The process of extracting features from multivariate time series data

Our proposed approach leverages machine learning to establish a pipeline consisting of data pre-processing tasks, including feature extraction, feature elimination, and feature selection. During feature extraction, an algorithm computes the correlations among multiple time series data and extracts three types of time-domain features: long-term, medium-term, and short-term features. These features capture irregularities and fluctuations throughout the historical data. As shown in Fig. 2, the correlation coefficients act as cross-domain features, while time-domain features are extracted independently for each time series data. In addition, we use XGBoost (Chen et al. 2015) for feature elimination. It is an ensemble method based on decision trees in a gradient boosting framework. We rank the features based on their scores and eliminate those having a score lower than a specified threshold. Then, we perform feature selection using a binary particle swarm optimization (PSO) algorithm (Assareh et al. 2010).

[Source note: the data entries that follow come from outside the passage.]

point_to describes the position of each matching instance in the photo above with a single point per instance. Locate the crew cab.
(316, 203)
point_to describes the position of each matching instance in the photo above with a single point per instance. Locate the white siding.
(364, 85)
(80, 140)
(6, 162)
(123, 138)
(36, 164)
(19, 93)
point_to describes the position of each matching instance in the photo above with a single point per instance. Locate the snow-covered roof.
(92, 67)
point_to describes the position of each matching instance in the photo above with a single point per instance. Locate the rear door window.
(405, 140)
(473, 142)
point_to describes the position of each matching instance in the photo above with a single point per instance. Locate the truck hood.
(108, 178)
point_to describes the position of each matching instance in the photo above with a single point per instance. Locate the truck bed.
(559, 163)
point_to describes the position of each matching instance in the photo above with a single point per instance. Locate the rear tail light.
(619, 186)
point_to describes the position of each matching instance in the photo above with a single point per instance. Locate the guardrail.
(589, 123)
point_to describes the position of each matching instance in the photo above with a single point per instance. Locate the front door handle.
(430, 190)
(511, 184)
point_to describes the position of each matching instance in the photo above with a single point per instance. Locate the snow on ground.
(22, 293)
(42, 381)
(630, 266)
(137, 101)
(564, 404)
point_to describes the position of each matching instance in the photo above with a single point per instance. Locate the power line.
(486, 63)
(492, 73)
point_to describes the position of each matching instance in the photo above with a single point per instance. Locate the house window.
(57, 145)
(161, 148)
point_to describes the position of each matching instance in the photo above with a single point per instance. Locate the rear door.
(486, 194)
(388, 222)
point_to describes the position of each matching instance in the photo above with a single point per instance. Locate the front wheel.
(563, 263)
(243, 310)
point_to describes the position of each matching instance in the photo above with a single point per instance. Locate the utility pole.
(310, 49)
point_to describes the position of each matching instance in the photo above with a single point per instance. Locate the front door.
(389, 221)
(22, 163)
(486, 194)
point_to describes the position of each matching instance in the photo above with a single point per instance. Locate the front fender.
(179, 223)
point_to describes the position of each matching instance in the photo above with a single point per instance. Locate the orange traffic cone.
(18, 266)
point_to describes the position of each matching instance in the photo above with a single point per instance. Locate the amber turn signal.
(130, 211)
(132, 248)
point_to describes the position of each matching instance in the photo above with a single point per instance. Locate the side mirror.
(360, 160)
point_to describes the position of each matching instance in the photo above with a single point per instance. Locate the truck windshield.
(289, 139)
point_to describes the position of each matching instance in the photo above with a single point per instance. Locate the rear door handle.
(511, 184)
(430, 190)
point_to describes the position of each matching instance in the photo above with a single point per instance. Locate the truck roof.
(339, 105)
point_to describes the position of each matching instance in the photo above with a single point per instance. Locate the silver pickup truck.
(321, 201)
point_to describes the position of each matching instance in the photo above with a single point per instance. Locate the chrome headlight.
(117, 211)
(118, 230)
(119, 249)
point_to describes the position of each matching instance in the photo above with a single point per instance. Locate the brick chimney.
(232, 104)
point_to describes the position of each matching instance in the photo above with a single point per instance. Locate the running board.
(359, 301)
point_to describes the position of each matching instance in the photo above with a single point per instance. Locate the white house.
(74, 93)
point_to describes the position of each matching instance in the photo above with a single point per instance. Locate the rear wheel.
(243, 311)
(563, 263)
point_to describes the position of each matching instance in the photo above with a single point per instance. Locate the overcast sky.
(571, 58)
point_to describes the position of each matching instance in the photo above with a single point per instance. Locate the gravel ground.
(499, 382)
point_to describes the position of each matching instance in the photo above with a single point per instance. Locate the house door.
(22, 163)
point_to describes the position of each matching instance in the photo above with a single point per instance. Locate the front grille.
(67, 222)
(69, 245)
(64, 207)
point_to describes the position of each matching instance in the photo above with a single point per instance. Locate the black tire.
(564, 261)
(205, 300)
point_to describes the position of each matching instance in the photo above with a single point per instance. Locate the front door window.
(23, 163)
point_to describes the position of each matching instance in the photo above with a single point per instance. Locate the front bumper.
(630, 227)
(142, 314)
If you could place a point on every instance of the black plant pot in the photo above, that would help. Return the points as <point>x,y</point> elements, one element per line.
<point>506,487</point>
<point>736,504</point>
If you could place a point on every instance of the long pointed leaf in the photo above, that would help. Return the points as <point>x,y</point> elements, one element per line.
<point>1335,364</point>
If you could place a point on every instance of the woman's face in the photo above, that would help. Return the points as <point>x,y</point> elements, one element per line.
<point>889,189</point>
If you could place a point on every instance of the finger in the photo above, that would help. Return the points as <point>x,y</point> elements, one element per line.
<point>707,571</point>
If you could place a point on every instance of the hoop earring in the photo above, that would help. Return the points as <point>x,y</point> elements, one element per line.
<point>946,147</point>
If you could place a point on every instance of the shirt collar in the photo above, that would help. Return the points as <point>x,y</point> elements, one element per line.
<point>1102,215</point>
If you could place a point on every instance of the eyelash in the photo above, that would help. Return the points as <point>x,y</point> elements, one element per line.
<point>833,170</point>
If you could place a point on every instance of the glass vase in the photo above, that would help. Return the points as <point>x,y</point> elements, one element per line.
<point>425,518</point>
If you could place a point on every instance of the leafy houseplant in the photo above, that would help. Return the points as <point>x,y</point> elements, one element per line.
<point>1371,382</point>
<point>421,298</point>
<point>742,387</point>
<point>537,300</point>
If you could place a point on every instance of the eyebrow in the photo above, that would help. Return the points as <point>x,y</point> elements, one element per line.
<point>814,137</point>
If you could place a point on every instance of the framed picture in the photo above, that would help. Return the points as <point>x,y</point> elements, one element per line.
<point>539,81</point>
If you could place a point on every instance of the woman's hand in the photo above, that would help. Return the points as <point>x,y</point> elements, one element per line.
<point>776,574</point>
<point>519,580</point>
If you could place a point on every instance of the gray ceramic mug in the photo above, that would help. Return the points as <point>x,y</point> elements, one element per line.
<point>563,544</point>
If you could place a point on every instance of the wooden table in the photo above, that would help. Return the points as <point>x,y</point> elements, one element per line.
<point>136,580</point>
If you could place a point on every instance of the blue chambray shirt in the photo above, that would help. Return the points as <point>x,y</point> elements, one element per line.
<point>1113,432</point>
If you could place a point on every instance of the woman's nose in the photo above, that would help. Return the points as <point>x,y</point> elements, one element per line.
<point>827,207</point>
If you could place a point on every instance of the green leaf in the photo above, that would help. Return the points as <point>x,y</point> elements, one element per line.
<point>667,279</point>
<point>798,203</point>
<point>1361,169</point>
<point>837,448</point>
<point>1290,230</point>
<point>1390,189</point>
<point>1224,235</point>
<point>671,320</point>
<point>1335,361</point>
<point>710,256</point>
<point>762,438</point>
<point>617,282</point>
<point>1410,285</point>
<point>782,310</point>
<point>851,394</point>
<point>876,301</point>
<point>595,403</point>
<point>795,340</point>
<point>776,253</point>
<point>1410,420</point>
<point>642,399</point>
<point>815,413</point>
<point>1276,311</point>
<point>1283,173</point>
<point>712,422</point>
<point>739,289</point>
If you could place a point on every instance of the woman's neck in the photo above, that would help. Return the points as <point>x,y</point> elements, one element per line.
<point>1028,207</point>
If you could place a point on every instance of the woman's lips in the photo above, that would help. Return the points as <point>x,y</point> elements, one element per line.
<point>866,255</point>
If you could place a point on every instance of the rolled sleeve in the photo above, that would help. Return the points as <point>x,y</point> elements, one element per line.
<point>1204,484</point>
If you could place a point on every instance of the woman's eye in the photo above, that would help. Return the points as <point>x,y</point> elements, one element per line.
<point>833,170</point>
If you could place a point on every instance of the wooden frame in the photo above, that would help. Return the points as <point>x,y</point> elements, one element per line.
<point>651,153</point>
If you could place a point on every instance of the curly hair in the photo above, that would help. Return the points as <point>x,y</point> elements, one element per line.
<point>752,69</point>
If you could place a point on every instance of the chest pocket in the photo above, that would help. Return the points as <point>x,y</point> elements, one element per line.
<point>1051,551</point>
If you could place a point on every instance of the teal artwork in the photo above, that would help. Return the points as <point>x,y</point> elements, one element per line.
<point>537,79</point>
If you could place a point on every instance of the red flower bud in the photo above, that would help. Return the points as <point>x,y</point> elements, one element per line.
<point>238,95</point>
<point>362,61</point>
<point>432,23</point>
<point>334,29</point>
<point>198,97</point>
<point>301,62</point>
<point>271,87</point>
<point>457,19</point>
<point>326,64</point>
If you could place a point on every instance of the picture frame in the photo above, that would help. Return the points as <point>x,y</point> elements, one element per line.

In summary, the contributions of this paper are:

  1. 1.

    We propose two new metrics, namely MWSE and MWSR, for performance evaluation pertaining to financial time series forecasting;

  2. 2.

    We propose a method that can operate with univariate and multivariate time series data forecasting. In multivariate time series data, the correlation coefficients are computed to facilitate forecasting.

  3. 3.

    We leverage machine learning (e.g. linear regression) as the basis of our proposed method. The underlying algorithms can be applied to a wide array of domains, especially where computational resources are limited (e.g. without GPUs).

  4. 4.

    We evaluate our proposed method with benchmark problems, which outperforms state-of-the-art algorithms with respect to MWSE and MWSR, especially in short-term time series forecasting.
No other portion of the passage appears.